Erica Virtue, Senior Gleaner Writer
International bauxite companies operating in Jamaica are being accused by farmers of pocketing millions of dollars that should be paid to them for property purchased for mining purposes.
The payment to persons for crops on lands purchased by the bauxite companies has long been a source of discontent for many persons who claim they are paid "pittance".
But at least one of the companies operating locally has rejected this claim.
"I reject the notion that the industry has any vested interest in exploiting farmers," said Leo Lambert, corporate services manager at Jamalco.
"There is an agreed compensation structure. If there is general recognition that changing circumstances warrant a review of rates there is an established framework to do so," added Lambert.
Jamaica Bauxite Institute representative, Diane Gordon, has agreed that the payment to farmers is done using an outdated crop compensation guide provided by the Rural Agricultural Development Authority (RADA).
"What they (the companies) do now is consult directly with the agriculture specialist from RADA to get an idea, sometimes using the farm gate prices, with certain modifications, to arrive at a correct value.
"They not only look at the current value but probably after reaping," Gordon told The Sunday Gleaner.
According to Gordon, the compensation to the farmers is determined by RADA when all circumstances are considered including the size and maturity of trees.
"We would work with them (RADA) but we do not set any price and, of course, each crop has a different value. But as I said before the compensation guide is outdated," explained Gordon.
She noted that farmers who believe that the compensation from the bauxite company is inadequate can get an independent valuation.
However, one Manchester farmer told The Sunday Gleaner that he was not aware he had that option.
According to the farmer, Neville Mullings, his property was mined by a company working for Alumina Partners.
"Yes. Yes. I am a farmer, so crops were here. A man representing the mining company valued the crops on the property and I remember getting $300 for a hill of yam.
"But one hill of yam can give you 40 to 50 pounds. And at $30 per pound, you can make much more than what you get paid for by the bauxite company," said Mullings.
According to Mullings, crops are valued per square metres and trees are valued individually.
"Up to a few years ago you could get $7,000 for a bearing citrus (orange) tree. Orange and grapefruits do well in this region but the orange value more.
"Breadfruit and ackee trees also have a different payment, and pimento would give the highest price," said Mullings, who added that he could not remember how much he was paid for many of the trees on his farm.

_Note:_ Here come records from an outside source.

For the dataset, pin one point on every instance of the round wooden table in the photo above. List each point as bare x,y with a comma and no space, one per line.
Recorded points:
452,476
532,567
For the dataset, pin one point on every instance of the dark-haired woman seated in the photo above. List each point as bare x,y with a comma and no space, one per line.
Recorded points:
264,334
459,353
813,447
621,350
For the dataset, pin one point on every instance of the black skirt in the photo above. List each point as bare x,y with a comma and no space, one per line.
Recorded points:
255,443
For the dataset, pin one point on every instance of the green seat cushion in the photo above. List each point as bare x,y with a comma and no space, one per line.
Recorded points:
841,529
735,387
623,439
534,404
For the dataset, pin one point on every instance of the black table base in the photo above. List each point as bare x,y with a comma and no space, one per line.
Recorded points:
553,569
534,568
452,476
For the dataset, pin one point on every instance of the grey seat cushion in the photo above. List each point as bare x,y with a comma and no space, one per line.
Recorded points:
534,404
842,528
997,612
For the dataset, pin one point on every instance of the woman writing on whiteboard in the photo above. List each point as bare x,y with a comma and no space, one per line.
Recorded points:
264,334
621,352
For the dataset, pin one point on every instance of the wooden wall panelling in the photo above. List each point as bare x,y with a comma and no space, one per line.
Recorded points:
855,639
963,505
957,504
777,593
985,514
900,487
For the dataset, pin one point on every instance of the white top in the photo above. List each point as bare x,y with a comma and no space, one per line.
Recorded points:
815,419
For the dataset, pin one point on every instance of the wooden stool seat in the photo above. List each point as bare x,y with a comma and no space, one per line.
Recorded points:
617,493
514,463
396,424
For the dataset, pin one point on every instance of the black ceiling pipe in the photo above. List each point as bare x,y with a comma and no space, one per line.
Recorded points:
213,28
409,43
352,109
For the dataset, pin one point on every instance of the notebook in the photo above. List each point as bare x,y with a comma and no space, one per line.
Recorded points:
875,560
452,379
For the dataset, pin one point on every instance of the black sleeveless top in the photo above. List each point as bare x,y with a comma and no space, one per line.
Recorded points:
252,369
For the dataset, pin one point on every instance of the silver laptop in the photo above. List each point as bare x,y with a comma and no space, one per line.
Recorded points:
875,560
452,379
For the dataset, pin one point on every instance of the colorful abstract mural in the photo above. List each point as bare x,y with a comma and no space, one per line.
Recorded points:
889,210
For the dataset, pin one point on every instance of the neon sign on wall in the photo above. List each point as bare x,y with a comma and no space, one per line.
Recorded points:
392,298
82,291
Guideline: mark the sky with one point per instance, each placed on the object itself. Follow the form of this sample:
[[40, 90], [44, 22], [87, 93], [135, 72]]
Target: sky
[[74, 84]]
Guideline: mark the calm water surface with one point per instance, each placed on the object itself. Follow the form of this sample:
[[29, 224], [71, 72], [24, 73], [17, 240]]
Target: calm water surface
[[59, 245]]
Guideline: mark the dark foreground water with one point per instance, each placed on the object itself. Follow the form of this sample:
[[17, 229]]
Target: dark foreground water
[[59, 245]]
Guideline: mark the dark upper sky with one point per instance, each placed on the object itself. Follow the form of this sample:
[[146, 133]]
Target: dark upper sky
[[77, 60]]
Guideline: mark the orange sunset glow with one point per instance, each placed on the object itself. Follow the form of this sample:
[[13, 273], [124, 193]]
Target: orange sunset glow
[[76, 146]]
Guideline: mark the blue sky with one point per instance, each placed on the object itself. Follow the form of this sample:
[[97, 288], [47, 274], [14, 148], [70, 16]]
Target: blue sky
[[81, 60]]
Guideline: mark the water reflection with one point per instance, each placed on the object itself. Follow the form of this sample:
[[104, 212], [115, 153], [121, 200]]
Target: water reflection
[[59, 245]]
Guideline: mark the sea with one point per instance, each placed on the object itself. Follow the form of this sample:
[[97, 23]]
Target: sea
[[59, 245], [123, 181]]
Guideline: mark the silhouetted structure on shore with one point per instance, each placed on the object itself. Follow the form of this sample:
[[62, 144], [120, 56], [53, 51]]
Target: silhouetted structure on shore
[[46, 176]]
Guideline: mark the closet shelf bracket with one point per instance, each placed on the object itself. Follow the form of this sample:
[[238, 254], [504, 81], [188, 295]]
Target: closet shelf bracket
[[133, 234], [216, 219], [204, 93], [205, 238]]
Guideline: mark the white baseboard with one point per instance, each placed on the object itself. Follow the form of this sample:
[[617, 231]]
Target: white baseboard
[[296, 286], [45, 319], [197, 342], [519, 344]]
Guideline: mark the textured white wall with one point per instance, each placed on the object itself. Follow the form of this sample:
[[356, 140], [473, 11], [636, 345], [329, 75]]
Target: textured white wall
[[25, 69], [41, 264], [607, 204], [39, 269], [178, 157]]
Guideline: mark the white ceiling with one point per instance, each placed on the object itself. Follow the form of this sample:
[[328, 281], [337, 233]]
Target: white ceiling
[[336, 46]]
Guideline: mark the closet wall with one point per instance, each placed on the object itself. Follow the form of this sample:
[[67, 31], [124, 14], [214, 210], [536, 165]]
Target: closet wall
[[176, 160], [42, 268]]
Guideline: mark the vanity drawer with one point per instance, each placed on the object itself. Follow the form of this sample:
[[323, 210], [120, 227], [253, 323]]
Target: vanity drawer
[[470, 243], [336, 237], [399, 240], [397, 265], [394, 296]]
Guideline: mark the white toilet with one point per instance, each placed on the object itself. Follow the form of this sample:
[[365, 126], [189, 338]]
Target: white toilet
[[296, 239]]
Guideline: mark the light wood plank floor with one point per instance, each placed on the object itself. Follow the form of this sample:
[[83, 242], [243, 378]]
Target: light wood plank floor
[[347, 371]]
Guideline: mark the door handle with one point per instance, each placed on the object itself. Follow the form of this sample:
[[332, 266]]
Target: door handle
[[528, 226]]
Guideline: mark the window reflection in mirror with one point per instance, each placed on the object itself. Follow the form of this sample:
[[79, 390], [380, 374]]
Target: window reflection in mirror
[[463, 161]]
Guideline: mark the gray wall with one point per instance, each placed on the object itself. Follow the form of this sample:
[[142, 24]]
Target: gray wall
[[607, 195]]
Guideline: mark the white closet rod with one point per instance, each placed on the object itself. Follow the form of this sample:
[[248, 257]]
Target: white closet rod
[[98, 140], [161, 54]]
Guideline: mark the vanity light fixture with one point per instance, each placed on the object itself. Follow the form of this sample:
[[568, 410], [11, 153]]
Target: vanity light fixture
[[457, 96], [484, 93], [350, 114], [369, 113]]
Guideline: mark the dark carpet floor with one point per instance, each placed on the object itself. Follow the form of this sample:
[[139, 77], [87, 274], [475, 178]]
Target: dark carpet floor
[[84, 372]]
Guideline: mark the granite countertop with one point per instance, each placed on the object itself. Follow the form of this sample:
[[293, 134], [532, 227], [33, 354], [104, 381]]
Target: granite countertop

"If you have a small plot with agricultural produce you may get a few hundred thousand dollars one time. But you could also plant at different locations on your property and you could make that annually if they didn't find bauxite. Instead, you only get that money one time."
Mullings also alleged that the bauxite companies are not planting trees on the reclaimed lands, making them susceptible to flooding and long periods of drought.
The concerns of the farmers have been noted by Mining Minister Phillip Paulwell, who told a recent Gleaner Editors' Forum that the time may be right for a review of the legislation governing the operation of bauxite companies.
"There are lots of issues involved, but maybe, just maybe, the time has come for a review of what is paid, and also the legislation," said Paulwell.
He is being supported by political colleague and Member of Parliament for South East St Elizabeth, Richard Parchment.
According to Parchment, despite the high electricity cost and other problems facing the bauxite companies, they can pay the farmers more.
"The small payment they receive is just not cutting it at this time. The companies have gotten away with paying hundreds of dollars when they should have paid hundreds of thousands," said Parchment.
"The new house (given to the farmers by the bauxite companies) is good, but the land quality the farmers get is poor," said Parchment, whose constituency covers a large bauxite mining area.
Responding to those claims, Lambert said Jamalco is always willing to work with genuine farmers but there were extenuating circumstances which should be highlighted.
"Our company is compliant with regulatory requirements," said Lambert.
Jamaica's Mining Act, which dates back to 1947, makes it clear that the occupier of land earmarked for mining "is eligible for reasonable compensation for live and dead stock, crops, trees and buildings or works".
The act also notes that "if reasonable compensation cannot be agreed on, a magistrate may be asked to intervene".